No arrancó la propulsión en la primera salida del “Evrima” ya pintado

El crucero de lujo “Evrima”, en la ría de Astillero. | // CORPORACIÓN DE PRÁCTICOS DEL PUERTO SANTANDER

La construcción 1705 de Hijos de J. Barreras, el minicrucero de lujo Evrima, ha hecho dos viajes hasta ahora. Ninguno con pasajeros; el inaugural estaba previsto para el 5 de febrero de 2020, pero fue sucesivamente pospuesto. El primero, de Vigo a El Astillero (Cantabria), fue el 15 de marzo. Remolcado por el buque Hispania, al no tener conectada la sala de mando con la de máquinas. Cuatro días de singladura para, en teoría, subir a dique seco, pintarlo y retornar a Vigo en el plazo de un mes. Pero el contrato con Barreras se canceló.

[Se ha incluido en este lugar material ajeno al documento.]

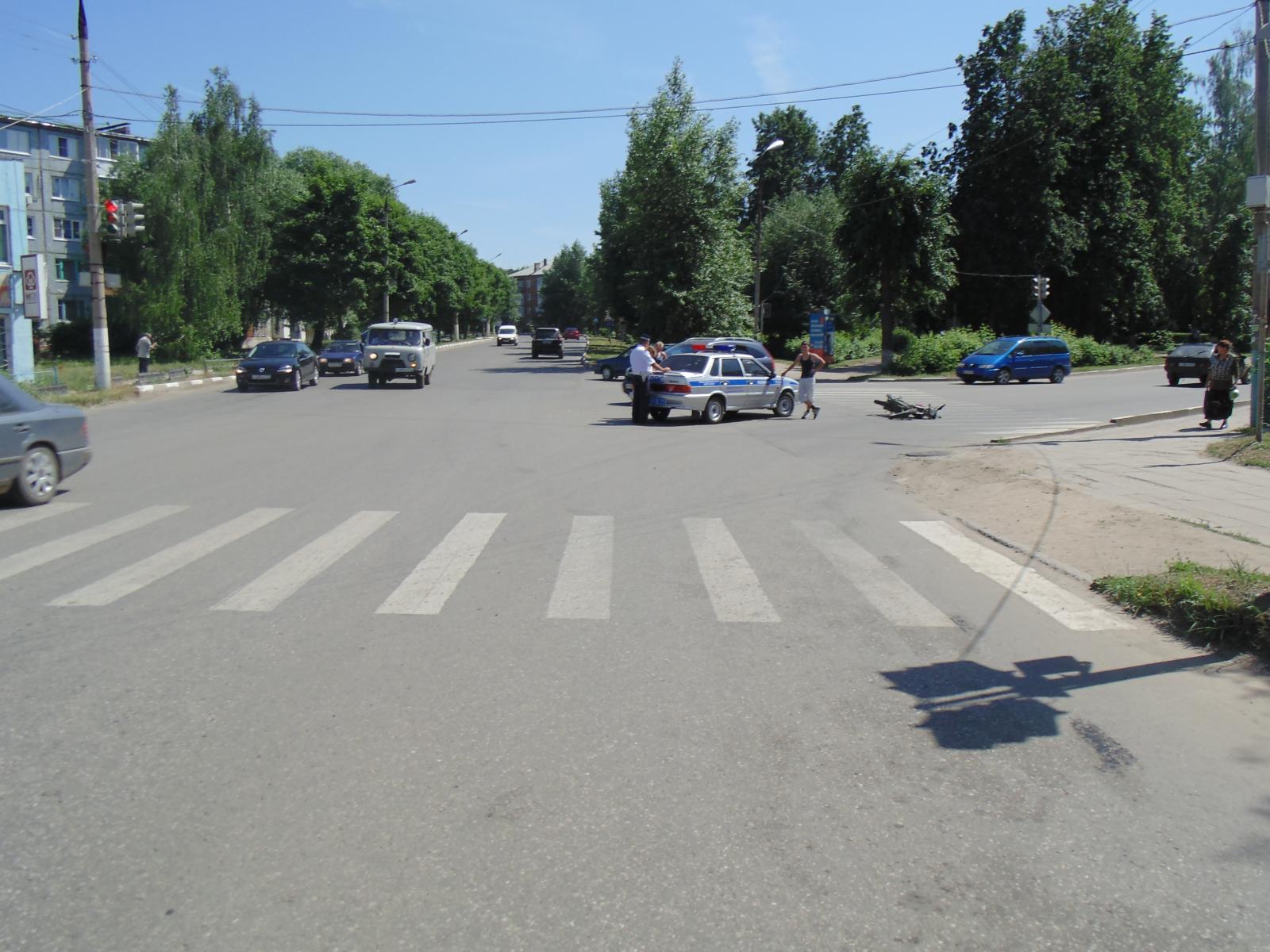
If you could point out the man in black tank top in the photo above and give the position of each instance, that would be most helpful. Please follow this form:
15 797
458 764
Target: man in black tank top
810 362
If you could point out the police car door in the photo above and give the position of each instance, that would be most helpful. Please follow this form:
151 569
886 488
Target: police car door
736 384
760 386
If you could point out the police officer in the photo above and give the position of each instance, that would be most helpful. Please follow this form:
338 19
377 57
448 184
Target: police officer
641 366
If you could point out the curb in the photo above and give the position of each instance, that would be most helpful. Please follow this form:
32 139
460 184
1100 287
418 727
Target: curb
1119 422
175 385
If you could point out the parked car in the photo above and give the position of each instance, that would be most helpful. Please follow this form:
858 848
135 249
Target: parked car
1018 359
1193 361
277 363
745 346
713 384
341 357
400 349
548 340
40 444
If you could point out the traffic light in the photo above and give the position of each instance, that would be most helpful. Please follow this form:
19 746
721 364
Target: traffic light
133 219
112 217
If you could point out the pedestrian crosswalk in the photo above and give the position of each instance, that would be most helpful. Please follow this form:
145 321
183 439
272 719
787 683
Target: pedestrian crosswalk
969 418
583 565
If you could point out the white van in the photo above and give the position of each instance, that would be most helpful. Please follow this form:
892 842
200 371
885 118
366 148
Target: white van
399 349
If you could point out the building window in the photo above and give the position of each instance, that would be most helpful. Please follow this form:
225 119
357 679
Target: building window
14 140
67 228
65 188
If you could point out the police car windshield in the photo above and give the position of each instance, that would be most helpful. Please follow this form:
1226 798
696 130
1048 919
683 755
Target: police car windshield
395 336
690 363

Con el respaldo de la entidad semiprivada Cesce (Compañía Española de Seguros de Crédito a la Exportación), el Gobierno autorizó desembolsar los hasta 23 millones en una subvención a tipos de interés, para abonar deudas con proveedores. Y aquí entra en juego el segundo viaje del barco. La garantía de Cesce se concedió a cambio de que se concluyesen en Cantabria (no podía ser fuera de España) los trabajos “de servicios y sistemas”, principalmente de propulsión. Nada más. Dado que la intención de la armadora es llevarse el barco antes de fin de año, este sábado trató de ejecutar las primeras pruebas de propulsión, pero no funcionó. De nuevo, el Evrima tuvo que viajar remolcado.